Pablo is a homeless adult who has no family connection. Pablo passed out on the street and emergency medical services took him to the hospital where he expresses a wish to die. The physician recognizes evidence of substance use problems and mental health issues and recommends inpatient treatment for Pablo. What is the rationale for this treatment choice? Select all that apply.
- A. Intermittent supervision is available in inpatient settings.
- B. He requires stabilization of multiple symptoms.
- C. He has nutritional and self-care needs.
- D. Medication adherence will be mandated.
Correct Answer: A
Rationale: The correct answer is A: Intermittent supervision is available in inpatient settings. In an inpatient treatment setting, Pablo can receive continuous monitoring and supervision, ensuring his safety and well-being. This is crucial for someone like Pablo who is homeless, has substance use issues, and expressed a wish to die. Inpatient treatment can provide a controlled environment where his physical and mental health can be closely monitored, and immediate interventions can be implemented if needed.
Incorrect choices:
B: While stabilization of multiple symptoms is important, the key factor here is the need for constant supervision, which is better provided in an inpatient setting.
C: Although nutritional and self-care needs are important, the primary concern in this case is Pablo's mental health and safety, which can be better addressed in an inpatient setting.
D: While medication adherence is important, it is not the primary reason for recommending inpatient treatment for Pablo. The need for supervision and monitoring takes precedence.

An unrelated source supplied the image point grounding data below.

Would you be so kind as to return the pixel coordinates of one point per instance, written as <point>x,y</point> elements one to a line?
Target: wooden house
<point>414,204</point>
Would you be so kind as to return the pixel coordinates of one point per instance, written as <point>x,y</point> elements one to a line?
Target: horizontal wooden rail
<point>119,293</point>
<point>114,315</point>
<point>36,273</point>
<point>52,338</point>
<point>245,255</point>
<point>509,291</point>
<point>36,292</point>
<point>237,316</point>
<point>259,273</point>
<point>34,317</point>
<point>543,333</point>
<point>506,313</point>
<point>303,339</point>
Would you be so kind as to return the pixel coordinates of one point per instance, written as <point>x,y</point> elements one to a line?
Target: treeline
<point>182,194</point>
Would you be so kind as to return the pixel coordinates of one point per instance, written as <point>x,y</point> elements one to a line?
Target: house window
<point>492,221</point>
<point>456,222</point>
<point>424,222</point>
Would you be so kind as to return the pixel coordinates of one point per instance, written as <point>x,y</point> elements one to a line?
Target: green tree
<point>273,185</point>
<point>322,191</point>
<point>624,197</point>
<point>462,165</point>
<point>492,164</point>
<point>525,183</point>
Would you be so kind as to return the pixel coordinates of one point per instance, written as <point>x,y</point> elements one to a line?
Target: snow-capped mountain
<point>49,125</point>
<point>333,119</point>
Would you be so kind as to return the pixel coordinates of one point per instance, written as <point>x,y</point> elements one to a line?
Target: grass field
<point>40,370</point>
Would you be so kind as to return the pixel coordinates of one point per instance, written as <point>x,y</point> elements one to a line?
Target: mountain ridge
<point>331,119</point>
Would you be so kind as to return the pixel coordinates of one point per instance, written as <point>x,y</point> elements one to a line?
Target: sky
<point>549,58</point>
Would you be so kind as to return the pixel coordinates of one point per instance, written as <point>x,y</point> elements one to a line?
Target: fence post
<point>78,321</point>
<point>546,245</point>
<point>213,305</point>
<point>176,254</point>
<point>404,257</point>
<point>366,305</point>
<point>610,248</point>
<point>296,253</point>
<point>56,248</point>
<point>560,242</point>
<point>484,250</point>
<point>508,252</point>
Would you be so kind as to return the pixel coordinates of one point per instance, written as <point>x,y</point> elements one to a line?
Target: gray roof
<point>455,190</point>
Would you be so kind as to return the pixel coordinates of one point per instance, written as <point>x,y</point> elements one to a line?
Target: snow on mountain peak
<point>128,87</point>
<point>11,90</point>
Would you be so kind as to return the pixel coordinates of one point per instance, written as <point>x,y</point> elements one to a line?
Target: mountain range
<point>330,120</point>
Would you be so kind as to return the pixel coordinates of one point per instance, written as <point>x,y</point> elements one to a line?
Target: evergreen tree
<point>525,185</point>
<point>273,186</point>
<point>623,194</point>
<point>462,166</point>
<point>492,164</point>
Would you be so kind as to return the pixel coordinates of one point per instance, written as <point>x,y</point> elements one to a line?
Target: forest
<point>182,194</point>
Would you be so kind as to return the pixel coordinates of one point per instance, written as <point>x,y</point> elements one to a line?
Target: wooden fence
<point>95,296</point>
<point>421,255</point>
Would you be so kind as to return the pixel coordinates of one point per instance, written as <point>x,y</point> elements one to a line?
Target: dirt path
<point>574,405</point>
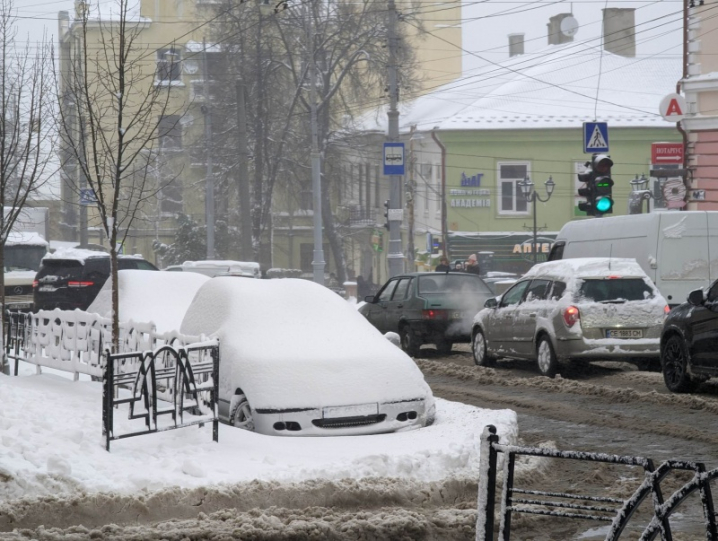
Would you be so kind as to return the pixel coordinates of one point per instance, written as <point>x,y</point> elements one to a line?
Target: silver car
<point>589,308</point>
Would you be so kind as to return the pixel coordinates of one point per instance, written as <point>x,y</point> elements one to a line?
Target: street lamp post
<point>527,188</point>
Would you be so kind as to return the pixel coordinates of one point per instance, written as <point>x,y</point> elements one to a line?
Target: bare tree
<point>271,54</point>
<point>117,110</point>
<point>26,141</point>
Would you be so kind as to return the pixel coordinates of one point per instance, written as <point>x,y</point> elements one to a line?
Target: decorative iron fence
<point>588,507</point>
<point>165,389</point>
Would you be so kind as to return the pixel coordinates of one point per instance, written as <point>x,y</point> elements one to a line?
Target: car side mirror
<point>696,297</point>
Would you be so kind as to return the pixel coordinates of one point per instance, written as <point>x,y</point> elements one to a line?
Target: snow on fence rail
<point>616,511</point>
<point>74,341</point>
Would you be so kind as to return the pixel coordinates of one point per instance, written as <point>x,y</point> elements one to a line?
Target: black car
<point>689,341</point>
<point>428,308</point>
<point>74,282</point>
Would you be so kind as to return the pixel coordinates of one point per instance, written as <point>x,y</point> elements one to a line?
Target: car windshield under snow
<point>452,283</point>
<point>615,290</point>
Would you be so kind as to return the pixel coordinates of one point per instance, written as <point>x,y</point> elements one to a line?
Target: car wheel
<point>546,357</point>
<point>409,342</point>
<point>444,346</point>
<point>241,417</point>
<point>675,360</point>
<point>478,348</point>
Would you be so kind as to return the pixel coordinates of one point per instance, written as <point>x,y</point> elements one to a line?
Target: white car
<point>588,308</point>
<point>298,360</point>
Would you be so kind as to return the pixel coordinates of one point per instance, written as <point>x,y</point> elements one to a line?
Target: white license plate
<point>358,410</point>
<point>624,333</point>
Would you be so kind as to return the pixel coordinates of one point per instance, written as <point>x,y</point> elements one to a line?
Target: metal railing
<point>583,506</point>
<point>165,389</point>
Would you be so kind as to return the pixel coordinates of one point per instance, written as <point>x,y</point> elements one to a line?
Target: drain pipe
<point>444,231</point>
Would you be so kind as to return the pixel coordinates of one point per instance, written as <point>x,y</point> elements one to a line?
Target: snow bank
<point>51,445</point>
<point>161,298</point>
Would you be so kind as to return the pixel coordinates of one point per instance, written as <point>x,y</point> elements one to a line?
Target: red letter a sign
<point>674,108</point>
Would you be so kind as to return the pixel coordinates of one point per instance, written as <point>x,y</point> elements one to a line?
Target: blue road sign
<point>595,137</point>
<point>393,159</point>
<point>87,196</point>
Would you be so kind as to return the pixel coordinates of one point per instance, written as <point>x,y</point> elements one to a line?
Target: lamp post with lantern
<point>531,195</point>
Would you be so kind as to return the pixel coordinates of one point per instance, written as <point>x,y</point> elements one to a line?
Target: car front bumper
<point>607,349</point>
<point>388,417</point>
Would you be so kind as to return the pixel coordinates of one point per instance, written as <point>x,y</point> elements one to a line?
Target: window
<point>512,200</point>
<point>401,289</point>
<point>385,293</point>
<point>169,66</point>
<point>559,288</point>
<point>514,295</point>
<point>170,132</point>
<point>538,290</point>
<point>170,197</point>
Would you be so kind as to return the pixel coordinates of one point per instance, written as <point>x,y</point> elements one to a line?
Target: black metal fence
<point>165,389</point>
<point>616,511</point>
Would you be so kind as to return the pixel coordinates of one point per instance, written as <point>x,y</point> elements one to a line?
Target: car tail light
<point>434,314</point>
<point>571,315</point>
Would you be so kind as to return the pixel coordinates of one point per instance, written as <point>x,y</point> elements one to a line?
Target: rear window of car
<point>615,290</point>
<point>450,283</point>
<point>61,267</point>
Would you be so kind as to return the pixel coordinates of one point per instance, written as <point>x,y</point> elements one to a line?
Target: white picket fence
<point>74,341</point>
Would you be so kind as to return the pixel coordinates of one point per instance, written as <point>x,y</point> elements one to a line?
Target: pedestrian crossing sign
<point>595,137</point>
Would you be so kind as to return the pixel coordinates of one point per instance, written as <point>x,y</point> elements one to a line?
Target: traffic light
<point>588,191</point>
<point>603,184</point>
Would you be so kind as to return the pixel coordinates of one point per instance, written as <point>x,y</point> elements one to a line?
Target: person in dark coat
<point>472,264</point>
<point>443,265</point>
<point>363,288</point>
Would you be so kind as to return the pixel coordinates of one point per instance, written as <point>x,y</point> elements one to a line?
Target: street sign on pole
<point>667,153</point>
<point>673,108</point>
<point>595,137</point>
<point>393,159</point>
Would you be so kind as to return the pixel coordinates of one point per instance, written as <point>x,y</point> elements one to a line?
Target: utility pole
<point>410,200</point>
<point>395,255</point>
<point>209,184</point>
<point>245,219</point>
<point>318,262</point>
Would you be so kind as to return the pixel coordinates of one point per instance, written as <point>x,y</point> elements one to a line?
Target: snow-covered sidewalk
<point>51,444</point>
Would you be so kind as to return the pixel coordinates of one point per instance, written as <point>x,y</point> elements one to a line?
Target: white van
<point>678,250</point>
<point>219,268</point>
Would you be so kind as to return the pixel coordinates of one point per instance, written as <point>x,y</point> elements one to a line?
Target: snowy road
<point>606,408</point>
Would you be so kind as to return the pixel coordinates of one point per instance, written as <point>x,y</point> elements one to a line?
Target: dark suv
<point>689,342</point>
<point>74,282</point>
<point>428,308</point>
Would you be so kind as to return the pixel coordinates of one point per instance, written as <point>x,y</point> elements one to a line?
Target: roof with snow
<point>561,86</point>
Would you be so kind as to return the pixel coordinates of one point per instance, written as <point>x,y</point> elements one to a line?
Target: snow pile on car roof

A nurse is caring for a client who was admitted for alcohol disorder. which one of the following require follow uo by the nurse? select all that apply
- A. Cardiac assessment
- B. Smoking history
- C. Genitourinary assessment
- D. Neurological assessment
- F. Client's recent loss
- G. Gastrointestinal assess,ment
Correct Answer: B
Rationale: The correct answer is B: Smoking history. This requires follow-up by the nurse because smoking can exacerbate alcohol-related health issues. The nurse needs to assess smoking habits to provide comprehensive care and address potential risks.
A: Cardiac assessment is important but not specifically related to alcohol disorder.
C: Genitourinary assessment may be important but is not a priority in this case.
D: Neurological assessment is crucial in alcohol disorder but is not the focus of the question.
F: Client's recent loss is important but not directly related to the client's alcohol disorder.
G: Gastrointestinal assessment is relevant but not a priority in this scenario.
What assessment question will provide the nurse with information regarding the effects of a woman’s circadian rhythms on her quality of life?
- A. I notice that you frowned and avoided eye contact just now. Don’t you feel well?
- B. Does your heart ever seem to skip a beat?
- C. When was the last time you had a fever?
- D. Do you have problems urinating?
- E. How much sleep do you usually get each night?
Correct Answer: E
Rationale: The correct answer is E: How much sleep do you usually get each night? This question directly addresses the effects of circadian rhythms on the woman's quality of life as sleep patterns are regulated by these rhythms. By understanding her typical sleep duration, the nurse can assess if her circadian rhythms are impacting her quality of life. Choices A, B, C, and D do not specifically address circadian rhythms and their effects. A focuses on general well-being, B on cardiac issues, C on fever, and D on urinary problems. These options do not provide relevant information about circadian rhythms and their impact on quality of life, making them incorrect in this context.